Clarke v. Spencer

582 F.3d 135, 2009 U.S. App. LEXIS 21198, 2009 WL 2998824
CourtCourt of Appeals for the First Circuit
DecidedSeptember 22, 2009
Docket08-2476
StatusPublished
Cited by8 cases

This text of 582 F.3d 135 (Clarke v. Spencer) is published on Counsel Stack Legal Research, covering Court of Appeals for the First Circuit primary law. Counsel Stack provides free access to over 12 million legal documents including statutes, case law, regulations, and constitutions.

Bluebook
Clarke v. Spencer, 582 F.3d 135, 2009 U.S. App. LEXIS 21198, 2009 WL 2998824 (1st Cir. 2009).

Opinion

EBEL, Circuit Judge.

Habeas Petitioner Alton Clarke appeals the district court’s decision denying him relief, under 28 U.S.C. § 2254, from his Massachusetts convictions for kidnapping and rape. Clarke argues that 1) the Commonwealth unconstitutionally used the fact that he invoked his right to remain silent during a police interrogation against him at trial; and 2) Clarke’s retrial, following two earlier trials on similar charges, violated double jeopardy. We reject these arguments and, having jurisdiction under 28 U.S.C. § 2253, we AFFIRM.

I. BACKGROUND

A. Factual background

Viewed in the light most favorable to the verdict, see Brewer v. Marshall, 119 F.3d 993, 995 (1st Cir.1997), the evidence presented during Clarke’s third trial estab *139 lished the following: At approximately 9:30 p.m. one night in March 1995, the victim was walking from her home in Roxbury, Massachusetts, to a nearby restaurant.
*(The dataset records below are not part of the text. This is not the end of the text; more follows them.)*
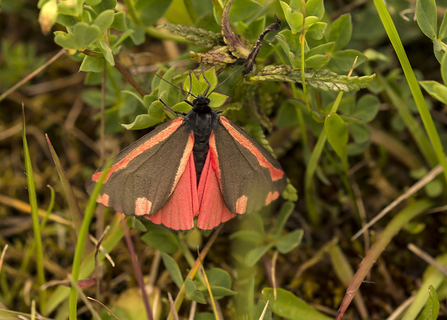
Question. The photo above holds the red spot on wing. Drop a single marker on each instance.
(103, 199)
(241, 204)
(271, 197)
(178, 213)
(159, 137)
(184, 161)
(275, 173)
(215, 158)
(142, 206)
(212, 211)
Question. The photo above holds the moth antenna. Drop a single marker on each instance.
(190, 87)
(184, 91)
(205, 93)
(220, 84)
(172, 110)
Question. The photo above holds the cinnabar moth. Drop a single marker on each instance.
(198, 165)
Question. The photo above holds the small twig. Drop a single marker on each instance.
(97, 248)
(192, 311)
(266, 307)
(195, 267)
(31, 75)
(3, 256)
(275, 257)
(84, 298)
(414, 188)
(213, 302)
(171, 303)
(128, 77)
(102, 304)
(137, 269)
(427, 258)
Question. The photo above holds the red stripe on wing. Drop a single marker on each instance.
(178, 213)
(275, 173)
(161, 136)
(212, 210)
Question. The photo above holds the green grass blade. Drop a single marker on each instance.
(82, 238)
(35, 217)
(76, 214)
(395, 225)
(412, 82)
(312, 167)
(113, 237)
(411, 123)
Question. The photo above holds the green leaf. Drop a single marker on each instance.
(284, 214)
(119, 22)
(434, 188)
(243, 9)
(65, 20)
(426, 17)
(204, 316)
(105, 5)
(217, 99)
(259, 309)
(341, 31)
(160, 238)
(287, 115)
(180, 107)
(85, 34)
(156, 110)
(367, 108)
(431, 309)
(255, 254)
(151, 10)
(104, 20)
(173, 269)
(139, 34)
(444, 68)
(107, 52)
(290, 241)
(250, 236)
(65, 40)
(289, 306)
(317, 61)
(219, 292)
(193, 293)
(135, 95)
(337, 136)
(360, 132)
(92, 2)
(436, 90)
(90, 64)
(142, 121)
(69, 10)
(137, 224)
(293, 18)
(344, 60)
(316, 31)
(315, 8)
(219, 277)
(322, 79)
(442, 33)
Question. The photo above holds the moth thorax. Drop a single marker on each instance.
(201, 104)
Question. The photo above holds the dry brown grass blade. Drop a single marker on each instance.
(414, 188)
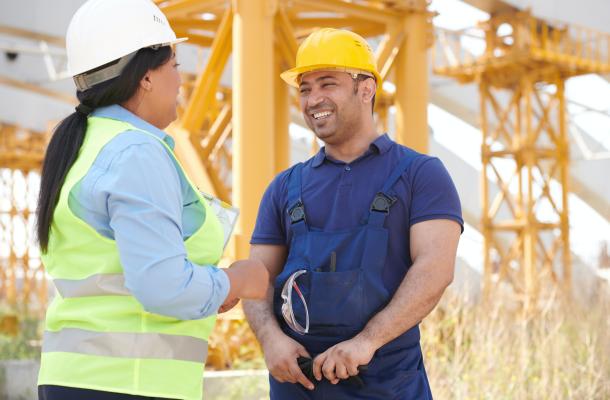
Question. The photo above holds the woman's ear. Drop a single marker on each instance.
(146, 82)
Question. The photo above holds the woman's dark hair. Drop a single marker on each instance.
(69, 134)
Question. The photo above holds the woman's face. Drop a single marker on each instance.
(163, 95)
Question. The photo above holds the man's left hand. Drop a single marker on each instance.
(343, 359)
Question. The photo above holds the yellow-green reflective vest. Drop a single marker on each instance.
(97, 335)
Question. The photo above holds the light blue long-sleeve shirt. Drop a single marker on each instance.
(134, 195)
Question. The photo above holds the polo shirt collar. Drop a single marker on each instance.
(380, 145)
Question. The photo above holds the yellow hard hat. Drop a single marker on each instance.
(333, 49)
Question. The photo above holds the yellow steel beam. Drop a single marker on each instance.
(253, 121)
(411, 71)
(354, 10)
(180, 8)
(195, 38)
(66, 98)
(282, 118)
(188, 156)
(285, 38)
(204, 93)
(388, 49)
(187, 24)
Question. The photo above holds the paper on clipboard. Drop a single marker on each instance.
(226, 213)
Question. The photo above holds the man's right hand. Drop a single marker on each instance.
(281, 353)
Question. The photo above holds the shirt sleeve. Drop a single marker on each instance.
(434, 195)
(269, 228)
(144, 203)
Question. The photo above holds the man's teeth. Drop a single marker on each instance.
(322, 114)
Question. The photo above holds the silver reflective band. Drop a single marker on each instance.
(95, 285)
(87, 80)
(126, 345)
(287, 311)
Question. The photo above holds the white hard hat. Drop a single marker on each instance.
(102, 31)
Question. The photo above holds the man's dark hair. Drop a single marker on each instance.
(361, 78)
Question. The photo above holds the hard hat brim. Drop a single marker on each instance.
(291, 76)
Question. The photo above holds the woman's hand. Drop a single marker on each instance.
(249, 280)
(227, 305)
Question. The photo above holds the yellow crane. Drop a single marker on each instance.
(521, 77)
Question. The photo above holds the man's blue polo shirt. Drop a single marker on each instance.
(337, 195)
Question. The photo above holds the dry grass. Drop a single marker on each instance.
(487, 351)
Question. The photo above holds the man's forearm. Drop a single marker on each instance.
(259, 314)
(416, 297)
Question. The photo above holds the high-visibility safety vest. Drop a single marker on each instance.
(97, 335)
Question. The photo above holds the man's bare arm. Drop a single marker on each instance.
(433, 250)
(260, 312)
(280, 351)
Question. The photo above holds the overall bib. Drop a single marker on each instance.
(342, 295)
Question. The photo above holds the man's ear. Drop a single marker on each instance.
(368, 90)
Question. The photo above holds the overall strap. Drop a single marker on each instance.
(380, 207)
(296, 208)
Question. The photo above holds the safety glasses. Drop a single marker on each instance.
(287, 311)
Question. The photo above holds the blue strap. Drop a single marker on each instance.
(296, 208)
(380, 207)
(294, 184)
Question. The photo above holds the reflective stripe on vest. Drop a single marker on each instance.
(94, 285)
(126, 345)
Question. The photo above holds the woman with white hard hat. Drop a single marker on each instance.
(129, 241)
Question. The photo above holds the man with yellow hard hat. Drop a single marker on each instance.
(361, 241)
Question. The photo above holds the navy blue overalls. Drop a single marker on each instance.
(342, 299)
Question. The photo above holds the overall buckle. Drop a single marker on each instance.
(382, 203)
(297, 213)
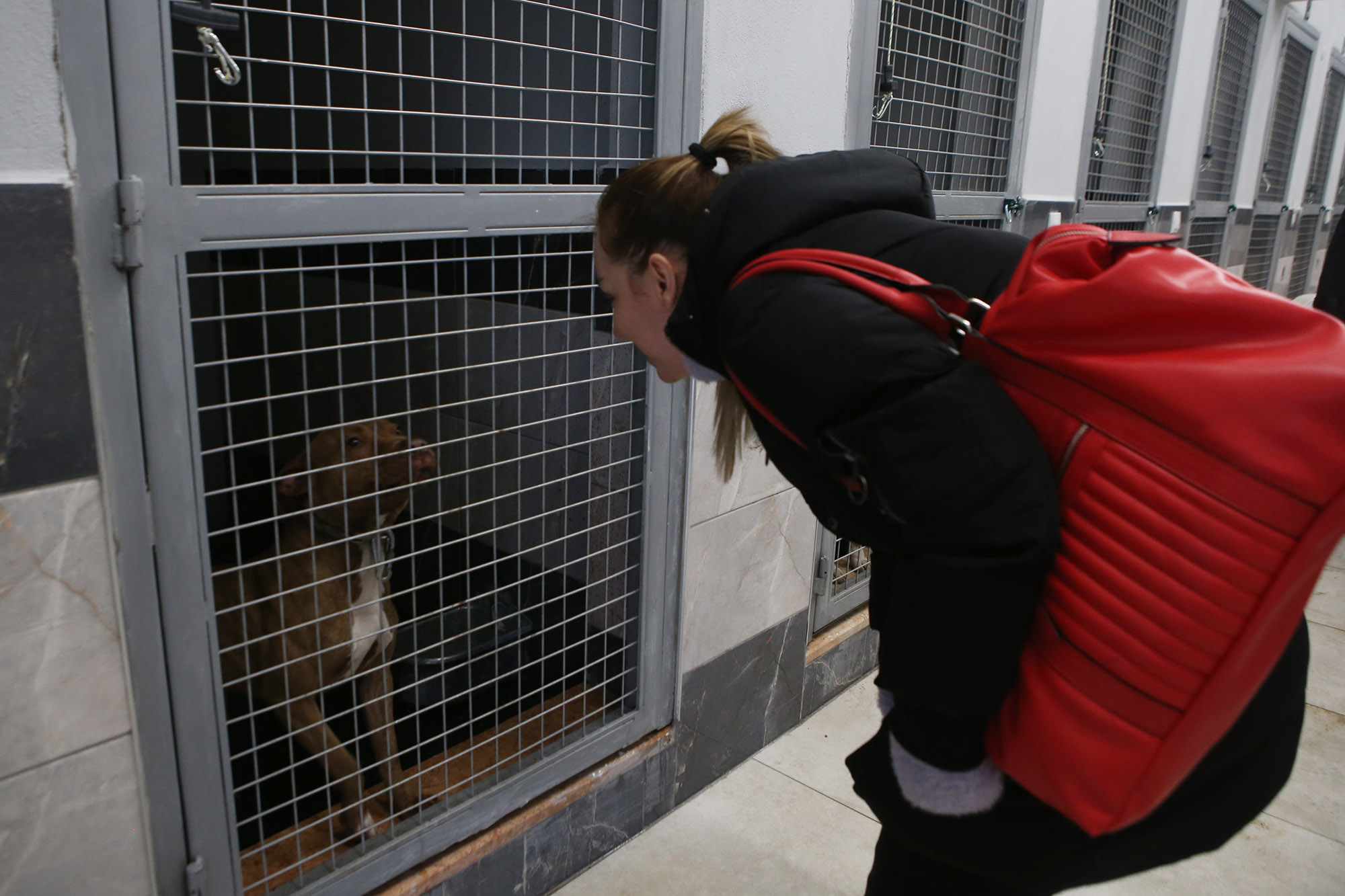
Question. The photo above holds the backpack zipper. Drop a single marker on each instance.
(1070, 450)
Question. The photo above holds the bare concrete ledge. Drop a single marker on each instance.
(831, 638)
(449, 864)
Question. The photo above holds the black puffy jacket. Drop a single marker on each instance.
(961, 509)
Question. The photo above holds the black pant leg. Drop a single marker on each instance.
(899, 872)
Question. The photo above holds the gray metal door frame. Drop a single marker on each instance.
(178, 220)
(1319, 216)
(864, 53)
(1113, 213)
(1293, 29)
(1226, 208)
(829, 602)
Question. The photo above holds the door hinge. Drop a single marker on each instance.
(196, 876)
(131, 214)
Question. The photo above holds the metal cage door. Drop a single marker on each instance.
(412, 501)
(948, 81)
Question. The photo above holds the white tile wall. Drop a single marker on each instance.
(73, 826)
(61, 674)
(746, 571)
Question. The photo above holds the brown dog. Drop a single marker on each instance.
(315, 615)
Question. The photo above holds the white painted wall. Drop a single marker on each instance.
(789, 60)
(1059, 101)
(1260, 106)
(1330, 19)
(33, 136)
(1195, 56)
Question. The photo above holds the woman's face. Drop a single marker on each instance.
(644, 303)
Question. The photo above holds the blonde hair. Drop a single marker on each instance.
(657, 206)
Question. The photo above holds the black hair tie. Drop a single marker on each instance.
(703, 154)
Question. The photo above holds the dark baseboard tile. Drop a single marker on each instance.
(738, 702)
(46, 419)
(1036, 216)
(837, 669)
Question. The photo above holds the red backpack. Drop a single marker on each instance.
(1199, 428)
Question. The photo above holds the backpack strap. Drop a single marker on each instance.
(944, 310)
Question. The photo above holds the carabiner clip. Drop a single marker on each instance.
(231, 75)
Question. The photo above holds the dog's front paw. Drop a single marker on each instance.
(354, 819)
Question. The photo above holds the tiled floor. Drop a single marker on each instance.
(786, 822)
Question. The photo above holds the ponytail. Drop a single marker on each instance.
(657, 208)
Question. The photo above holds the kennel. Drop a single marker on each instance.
(1129, 112)
(946, 87)
(1226, 115)
(385, 218)
(946, 93)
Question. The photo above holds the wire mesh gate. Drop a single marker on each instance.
(399, 460)
(948, 87)
(1128, 114)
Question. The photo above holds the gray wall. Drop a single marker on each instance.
(71, 809)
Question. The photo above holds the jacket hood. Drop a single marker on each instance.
(769, 202)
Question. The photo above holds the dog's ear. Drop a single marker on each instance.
(293, 482)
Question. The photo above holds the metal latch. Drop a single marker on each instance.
(196, 876)
(822, 577)
(131, 214)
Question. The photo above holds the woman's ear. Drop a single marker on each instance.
(666, 272)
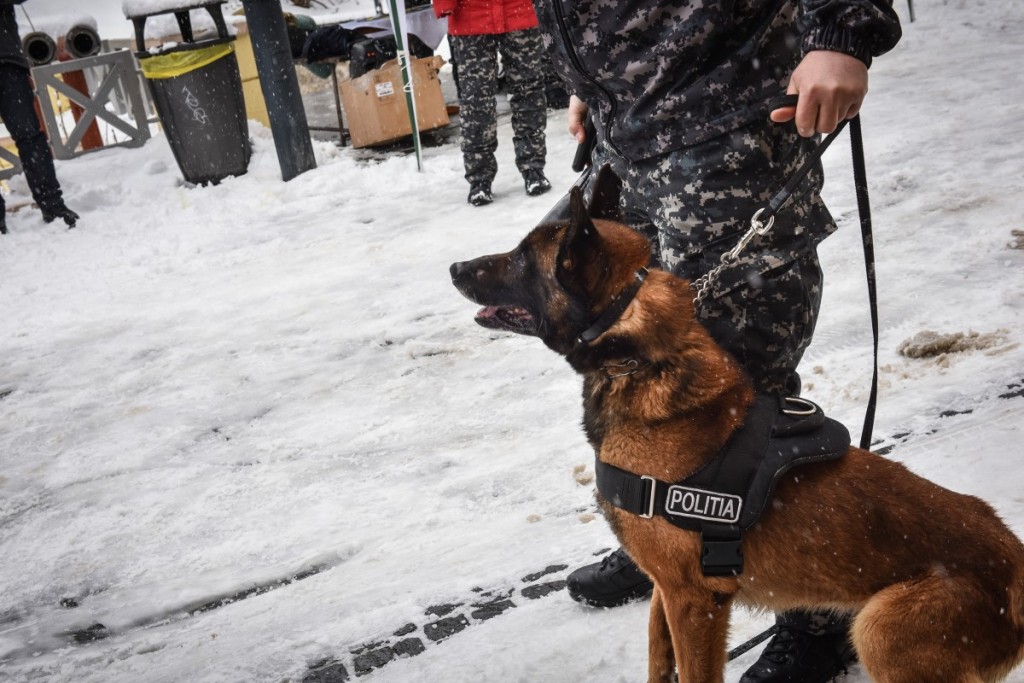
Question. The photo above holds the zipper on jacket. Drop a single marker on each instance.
(578, 65)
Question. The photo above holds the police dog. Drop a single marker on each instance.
(934, 580)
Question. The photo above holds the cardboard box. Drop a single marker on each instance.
(375, 102)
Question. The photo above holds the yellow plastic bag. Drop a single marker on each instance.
(178, 63)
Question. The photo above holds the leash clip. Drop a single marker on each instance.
(759, 228)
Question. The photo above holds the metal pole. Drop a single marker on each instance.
(280, 86)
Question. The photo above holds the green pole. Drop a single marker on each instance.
(397, 8)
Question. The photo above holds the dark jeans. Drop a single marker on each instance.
(18, 114)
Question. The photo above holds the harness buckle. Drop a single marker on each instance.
(722, 553)
(650, 497)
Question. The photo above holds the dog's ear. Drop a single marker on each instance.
(604, 200)
(580, 246)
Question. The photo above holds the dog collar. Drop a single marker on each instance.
(614, 309)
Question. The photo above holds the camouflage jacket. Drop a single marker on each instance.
(10, 42)
(660, 75)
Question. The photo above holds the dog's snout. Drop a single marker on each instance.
(457, 269)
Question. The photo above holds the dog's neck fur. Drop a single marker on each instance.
(632, 419)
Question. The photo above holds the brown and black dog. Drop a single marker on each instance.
(934, 579)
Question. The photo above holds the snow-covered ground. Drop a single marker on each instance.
(252, 427)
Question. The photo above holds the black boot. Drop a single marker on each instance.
(58, 210)
(806, 648)
(479, 194)
(614, 581)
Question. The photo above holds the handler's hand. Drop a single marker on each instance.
(577, 115)
(832, 87)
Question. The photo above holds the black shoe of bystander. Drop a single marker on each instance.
(612, 582)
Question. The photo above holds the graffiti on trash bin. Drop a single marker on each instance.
(199, 114)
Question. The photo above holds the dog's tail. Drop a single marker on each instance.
(1016, 604)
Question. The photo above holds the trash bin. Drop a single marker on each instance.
(197, 90)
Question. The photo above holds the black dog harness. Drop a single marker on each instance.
(727, 496)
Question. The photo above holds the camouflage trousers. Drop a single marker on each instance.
(476, 58)
(695, 203)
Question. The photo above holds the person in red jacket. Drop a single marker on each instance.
(479, 31)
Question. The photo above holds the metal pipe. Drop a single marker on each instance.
(280, 86)
(82, 41)
(39, 48)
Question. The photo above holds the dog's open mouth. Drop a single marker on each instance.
(511, 318)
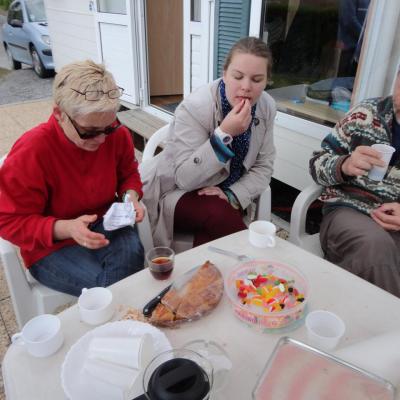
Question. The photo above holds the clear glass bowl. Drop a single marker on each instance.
(257, 316)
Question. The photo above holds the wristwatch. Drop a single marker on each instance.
(225, 137)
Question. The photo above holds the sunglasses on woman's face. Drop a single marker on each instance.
(92, 133)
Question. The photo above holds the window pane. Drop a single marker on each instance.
(35, 10)
(316, 47)
(195, 10)
(112, 6)
(17, 12)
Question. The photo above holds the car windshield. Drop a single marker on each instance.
(35, 10)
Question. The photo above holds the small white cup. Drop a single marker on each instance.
(42, 335)
(117, 375)
(96, 305)
(262, 234)
(324, 329)
(132, 352)
(377, 173)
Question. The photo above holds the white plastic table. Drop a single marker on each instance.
(366, 310)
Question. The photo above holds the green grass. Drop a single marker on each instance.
(4, 72)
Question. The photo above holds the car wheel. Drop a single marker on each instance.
(37, 64)
(11, 62)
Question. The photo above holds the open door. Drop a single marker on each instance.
(116, 39)
(198, 43)
(164, 25)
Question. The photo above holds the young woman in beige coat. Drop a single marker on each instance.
(219, 155)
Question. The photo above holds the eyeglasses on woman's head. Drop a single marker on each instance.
(95, 95)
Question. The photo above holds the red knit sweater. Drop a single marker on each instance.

A burgundy-colored car drove up onto the sidewalk, blocking the victim’s path. A man, unknown to the victim at the time but later identified as Clarke, jumped out of the car, pointed a gun at the victim, and pushed her into the car. Clarke then drove to a home at 22 Skyview Lane, where he forced the victim into the home’s basement at gunpoint. There, Clarke “raped her by first inserting the gun into her vagina, then inserting his penis into her vagina, and finally by inserting his penis into her mouth.” Clarke v. Spencer, 585 F.Supp.2d 196, 200 (D.Mass.2008).

Several weeks later, the victim “recognized and identified Clarke as the man who raped her when, by chance, she ran into him at Boston City Hospital. After a chase by [the victim’s] boyfriend and hospital security guards, Clarke was apprehended and taken into custody by Boston Police officers.” Id.

At the time of his arrest, Clarke told police that he knew the woman who lived at 22 Skyview Lane, but that he had never taken another woman there and he had never seen the woman who was now accusing him of rape. At trial, however, Clarke testified instead that he met the victim at a club and she propositioned him, offering sex for money. According to Clarke, he accepted the offer, paid the woman half of their agreed-upon fee, and drove her to 22 Skyview Lane, where he knew the owner would not be at home. Clarke testified that, once they got to the house, he was unable to pay the rest of the agreed-upon fee and the woman, therefore, threatened to accuse Clarke of rape.

B. Procedural background

1. State proceedings

The Commonwealth tried Clarke three times.

a. First trial, occurring in January 1997

Massachusetts initially charged Clarke with five offenses: “assault and battery with a dangerous weapon, kidnapping, and three counts of aggravated rape, one count for each different form of penetration. Clarke’s first trial ... resulted in a mistrial when the jury failed to reach a unanimous verdict.” Id.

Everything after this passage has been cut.